November 18, 2011 1 comment

There are two interesting developments in the eurozone crisis.

  • The first is that there seems to be no discrimination coming from financial markets anymore. The French (and Dutch, and Belgian, and counting…) spreads are dangerously increasing, not for objective reasons, but rather because France (and then Belgium, and the Netherlands, and counting…) is perceived as the next country in line after Italy. It is clear that the process will not stop, and that today the only investment that is considered safe is German bunds.
  • The second development is that besides the German government, the  Bundesbank president, and of course the ECB, there is increasing consensus that only a radical shift in monetary policy can stop contagion, building a firewall around eurozone sovereign debt. It is impossible to have well functioning bonds markets with 17 governments de facto borrowing in foreign currencies, and without a lender of last resort.

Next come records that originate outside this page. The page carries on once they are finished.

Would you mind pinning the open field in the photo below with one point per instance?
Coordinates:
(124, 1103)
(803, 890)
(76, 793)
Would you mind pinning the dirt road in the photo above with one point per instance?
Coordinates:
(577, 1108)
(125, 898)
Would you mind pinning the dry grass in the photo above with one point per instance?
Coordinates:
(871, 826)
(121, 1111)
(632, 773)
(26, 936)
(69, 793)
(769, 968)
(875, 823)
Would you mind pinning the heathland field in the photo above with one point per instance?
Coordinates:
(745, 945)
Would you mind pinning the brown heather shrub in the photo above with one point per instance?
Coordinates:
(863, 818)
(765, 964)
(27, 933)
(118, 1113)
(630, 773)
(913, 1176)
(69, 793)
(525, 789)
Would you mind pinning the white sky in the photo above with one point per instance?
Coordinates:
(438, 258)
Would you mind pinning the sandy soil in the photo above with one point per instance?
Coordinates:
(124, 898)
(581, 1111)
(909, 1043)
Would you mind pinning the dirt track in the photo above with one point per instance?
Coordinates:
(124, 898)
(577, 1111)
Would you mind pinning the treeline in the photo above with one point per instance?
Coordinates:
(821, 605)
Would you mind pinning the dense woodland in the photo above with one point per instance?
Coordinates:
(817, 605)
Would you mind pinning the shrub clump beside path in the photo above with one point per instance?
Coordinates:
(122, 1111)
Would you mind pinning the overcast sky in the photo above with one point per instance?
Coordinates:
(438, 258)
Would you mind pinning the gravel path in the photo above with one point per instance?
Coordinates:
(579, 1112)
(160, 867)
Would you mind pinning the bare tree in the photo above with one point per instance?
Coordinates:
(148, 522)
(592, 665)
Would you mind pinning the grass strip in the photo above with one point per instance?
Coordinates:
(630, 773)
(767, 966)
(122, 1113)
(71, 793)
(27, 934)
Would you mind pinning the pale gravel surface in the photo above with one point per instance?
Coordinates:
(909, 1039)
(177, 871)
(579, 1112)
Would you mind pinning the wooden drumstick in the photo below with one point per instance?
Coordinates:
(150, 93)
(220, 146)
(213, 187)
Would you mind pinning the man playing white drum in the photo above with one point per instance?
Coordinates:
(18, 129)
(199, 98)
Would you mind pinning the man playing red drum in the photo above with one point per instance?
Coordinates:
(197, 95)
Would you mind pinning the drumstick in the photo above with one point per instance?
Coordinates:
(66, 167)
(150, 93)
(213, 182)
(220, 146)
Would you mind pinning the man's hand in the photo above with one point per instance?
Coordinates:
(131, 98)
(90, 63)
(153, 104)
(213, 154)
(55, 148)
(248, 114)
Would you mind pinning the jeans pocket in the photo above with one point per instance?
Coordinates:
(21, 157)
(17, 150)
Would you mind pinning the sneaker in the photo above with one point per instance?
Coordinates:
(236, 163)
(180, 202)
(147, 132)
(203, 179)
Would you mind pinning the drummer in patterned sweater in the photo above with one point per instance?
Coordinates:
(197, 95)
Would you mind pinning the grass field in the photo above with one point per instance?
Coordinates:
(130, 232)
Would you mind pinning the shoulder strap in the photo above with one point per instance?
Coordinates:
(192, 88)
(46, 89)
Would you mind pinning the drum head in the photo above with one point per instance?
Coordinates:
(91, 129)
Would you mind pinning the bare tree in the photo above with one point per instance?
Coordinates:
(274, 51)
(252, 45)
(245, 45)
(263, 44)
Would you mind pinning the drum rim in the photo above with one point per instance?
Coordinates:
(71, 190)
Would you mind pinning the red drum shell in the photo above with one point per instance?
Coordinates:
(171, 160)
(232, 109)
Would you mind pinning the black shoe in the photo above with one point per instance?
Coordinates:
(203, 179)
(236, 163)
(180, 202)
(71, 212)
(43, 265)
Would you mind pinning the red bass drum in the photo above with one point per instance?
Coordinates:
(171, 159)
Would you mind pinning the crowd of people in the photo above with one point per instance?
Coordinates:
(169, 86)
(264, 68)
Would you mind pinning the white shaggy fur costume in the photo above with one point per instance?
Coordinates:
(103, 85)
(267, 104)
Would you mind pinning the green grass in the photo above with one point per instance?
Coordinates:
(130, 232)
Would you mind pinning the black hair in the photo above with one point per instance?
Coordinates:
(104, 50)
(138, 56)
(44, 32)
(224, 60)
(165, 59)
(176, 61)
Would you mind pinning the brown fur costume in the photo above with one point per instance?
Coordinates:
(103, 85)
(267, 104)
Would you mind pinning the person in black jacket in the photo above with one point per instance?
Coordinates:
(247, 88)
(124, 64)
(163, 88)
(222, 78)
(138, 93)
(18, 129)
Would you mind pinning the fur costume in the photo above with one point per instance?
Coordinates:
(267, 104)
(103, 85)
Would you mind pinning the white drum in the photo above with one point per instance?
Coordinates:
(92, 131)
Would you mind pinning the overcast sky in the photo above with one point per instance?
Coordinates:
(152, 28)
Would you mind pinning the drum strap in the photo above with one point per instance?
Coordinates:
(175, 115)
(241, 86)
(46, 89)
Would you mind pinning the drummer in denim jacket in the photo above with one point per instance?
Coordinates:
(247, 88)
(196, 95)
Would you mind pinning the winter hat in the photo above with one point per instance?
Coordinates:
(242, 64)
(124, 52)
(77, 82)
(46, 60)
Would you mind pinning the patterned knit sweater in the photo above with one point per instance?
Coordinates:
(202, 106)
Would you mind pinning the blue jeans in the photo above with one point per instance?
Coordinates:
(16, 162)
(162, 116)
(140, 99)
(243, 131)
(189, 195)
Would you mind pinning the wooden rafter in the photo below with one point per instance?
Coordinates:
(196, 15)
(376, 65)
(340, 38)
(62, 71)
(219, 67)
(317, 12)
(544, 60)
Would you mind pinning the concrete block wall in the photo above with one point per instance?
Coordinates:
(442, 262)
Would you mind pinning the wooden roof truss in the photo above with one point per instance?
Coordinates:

The two developments are of course related. It becomes increasingly clear that national government, independently of their past wrongdoings or virtuous behavior, are less and less responsible for speculative attacks, that seem to be fueled by the perceived flaws in the EMU governance design: countries with very limited fiscal space and even more limited fiscal pooling, borrowing in a foreign currency without a Lender of last resort umbrella, and experiencing increasing external imbalances.

As somebody would have said some time ago, “it’s the eurozone, stupid!

Paul Krugman on the End of the Euro

November 9, 2011 Leave a comment

There is no need to write a post on the latest developments in Italy and in the eurozone. Paul Krugman says better than I could, how close we are to Armageddon.
There is only one very minor point of dissent, that for once makes me less pessimist than he is. I give more importance to the Italian internal factors than he does. If a solution is found to the current political turmoil, there may be a truce in the speculative attacks, and the spreads may go down to more manageable levels.
It remains true that without a rapid u-turn of the ECB, speculation will not be defused.